A quiet spirit is the opposite of a loud one. Consider Solomon’s warnings about the forbidden woman, the adulteress: “She is loud and wayward; her feet do not stay at home” (Proverbs 7:11). The apostle Paul issues a similar warning about women who are “idlers, going about from house to house, and not only idlers, but also gossips and busybodies, saying what they should not” (1 Timothy 5:13). The opposite of such loud, discontented, wayward women is those who “marry, bear children, manage their households, and give the adversary no occasion for slander” (1 Timothy 5:14).
In sum, Sarah-like courage begins with a composed soul, with firmness and emotional fortitude to be self-controlled — not brash, harsh, loud, or meddling, but sober-minded and strong in the face of dangers and potential fears.

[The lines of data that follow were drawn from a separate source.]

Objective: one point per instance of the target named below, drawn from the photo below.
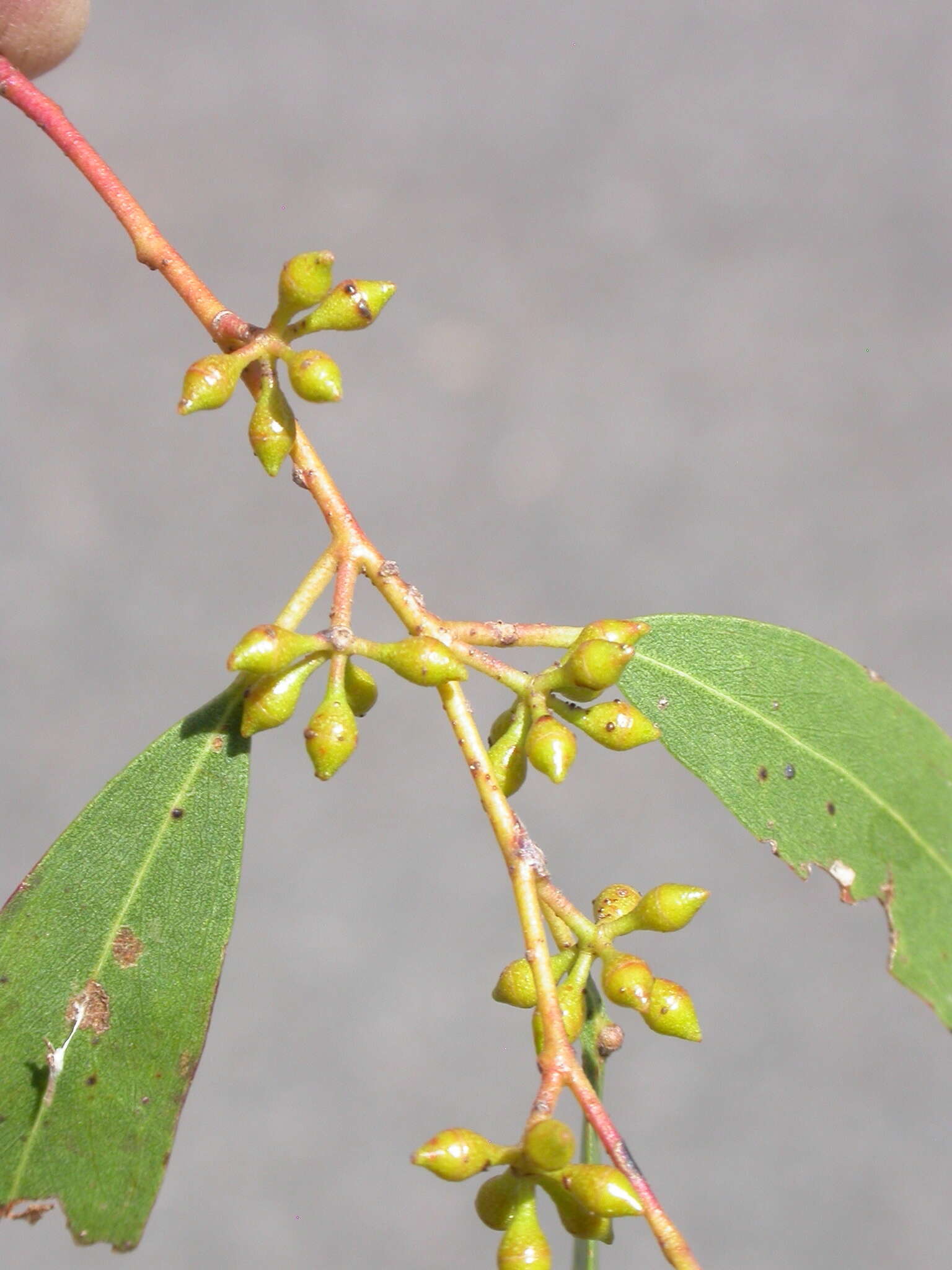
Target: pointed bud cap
(603, 1191)
(305, 280)
(672, 1011)
(361, 689)
(550, 747)
(421, 659)
(273, 429)
(209, 383)
(627, 981)
(456, 1155)
(616, 726)
(669, 907)
(314, 375)
(549, 1145)
(615, 901)
(271, 700)
(352, 305)
(330, 737)
(516, 986)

We might consider Peter’s commendation in light of an earlier exhortation, where he urges all of his readers to roll up the sleeves of their minds, be sober-minded, and set their hope fully on the coming grace of Christ (1 Peter 1:13). Such is the posture of Sarah’s spiritual daughters.
Feminine Courage in Action
Though such courage starts with the hidden person of the heart, Peter is clear that it becomes visible and manifest. He says that the well-ordered soul is a beautiful adornment for a wife — a beauty that is expressed not in the ostentatious and decadent way of the world, but in Sarah-like submission to her husband.

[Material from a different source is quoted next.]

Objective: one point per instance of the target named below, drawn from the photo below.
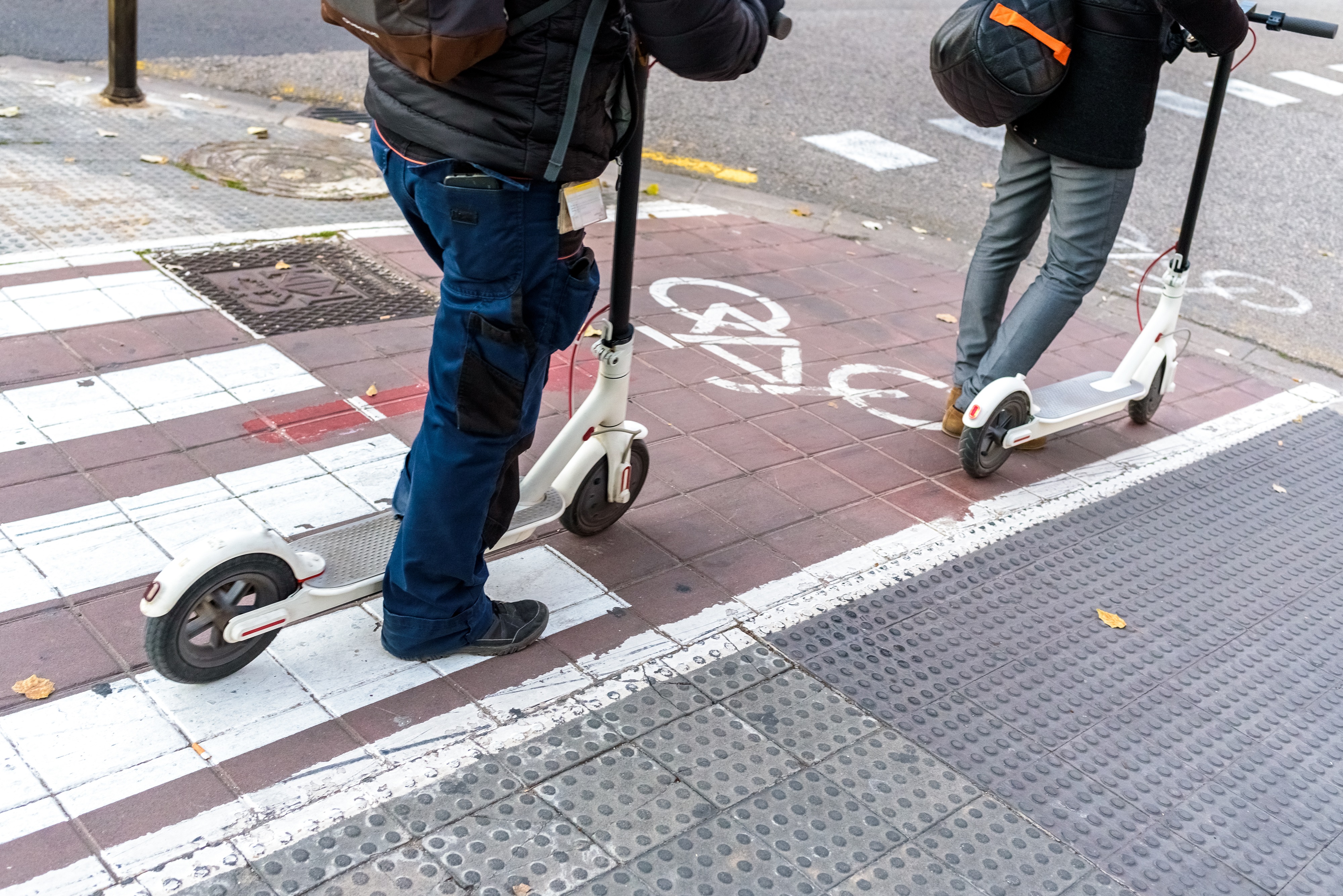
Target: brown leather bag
(433, 39)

This is how the holy women who hoped in God used to adorn themselves, by submitting to their own husbands, as Sarah obeyed Abraham, calling him lord. (1 Peter 3:5–6)
Notice that submission involves both actions and words. Sarah obeyed Abraham, and she called him lord.
Modern people may chafe under such exhortations or roll their eyes. Our egalitarian culture has conditioned many to bristle at any talk of obedience (at least outside of very small children). The words submit and obey now carry infantilizing or patronizing connotations. For a wife — a grown woman — to obey her husband is to debase herself. For him to desire and expect such submission is boorishly arrogant and presumptuous. What a different world the Bible is.
When Equality Goes Awry
C.S. Lewis would undoubtedly say that our imaginations have been baptized by the democratic and egalitarian sentiments of our age, and this to our own harm. While recognizing the need for some measures of political equality, Lewis lamented and warned of the danger of an undue elevation of equality.
The man [or woman] who cannot conceive of a joyful and loyal obedience on the one hand, nor an unembarrassed and noble acceptance of that obedience on the other, the man who has never even wanted to kneel or bow, is a prosaic barbarian. (“Equality,” 9)
The submission of Sarah does not diminish her in the slightest. She obeys Father Abraham, the great patriarch, because she is Mother Sarah, the great matriarch. She calls him lord because she is his lady, his wife, his glory.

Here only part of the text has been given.